La sentenza della Corte di Giustizia europea
In questo quadro, è riemerso con irruenza la possibilità del cosiddetto diritto d’oblio, così come sancito il 13 maggio del 2014 da una sentenza della Corte di Giustizia Europea. In sostanza, la Corte ha stabilito che i vari motori di ricerca debbano dare la possibilità a tutti di chiedere la cancellazione di link che li riguardano, se considerati inadeguati o non più rilevanti. Di certo, rientrano in questa casistica, proprio le foto o i video hard. Non a caso, dopo quella sentenza, i maggiori motori di ricerca, ma anche le altre piattaforme, come facebook o youtube, si sono adeguati, dando a tutti la possibilità di segnalare formalmente gli eventuali abusi per la rimozione del materiale considerato non idoneo e offensivo.
Un primo passo in avanti su una questione di difficile soluzione, che periodicamente riesplode alla luce di gravissimi fatti di cronaca come quelli avvenuti in questi giorni.

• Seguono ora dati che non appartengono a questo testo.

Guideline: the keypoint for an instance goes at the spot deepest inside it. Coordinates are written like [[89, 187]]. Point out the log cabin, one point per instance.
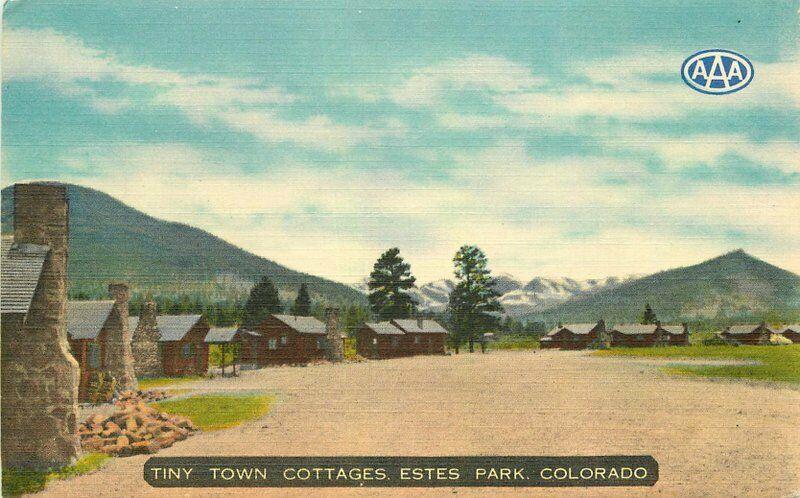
[[182, 343], [638, 335], [379, 340], [89, 325], [753, 335], [792, 332], [575, 336], [421, 336], [284, 339]]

La sentenza ha avuto la prima positiva conseguenza di fornire a tutti la possibilità di far sparire i link indesiderati, anche se di fatto non sempre è così facile, semplice e immediato.
Meglio di niente
Alcuni esperti, infatti, sostengono che il diritto d’oblio non sia poi così funzionale. Forse è così, ma piuttosto che niente è meglio partire da questo punto, dal diritto d’oblio. Non siamo più all’anno zero, ma abbiamo ancora molta strada da percorrere per evitare altre tragedie. Per tutti è difficile accettare la morte di una ragazza per un maledetto link.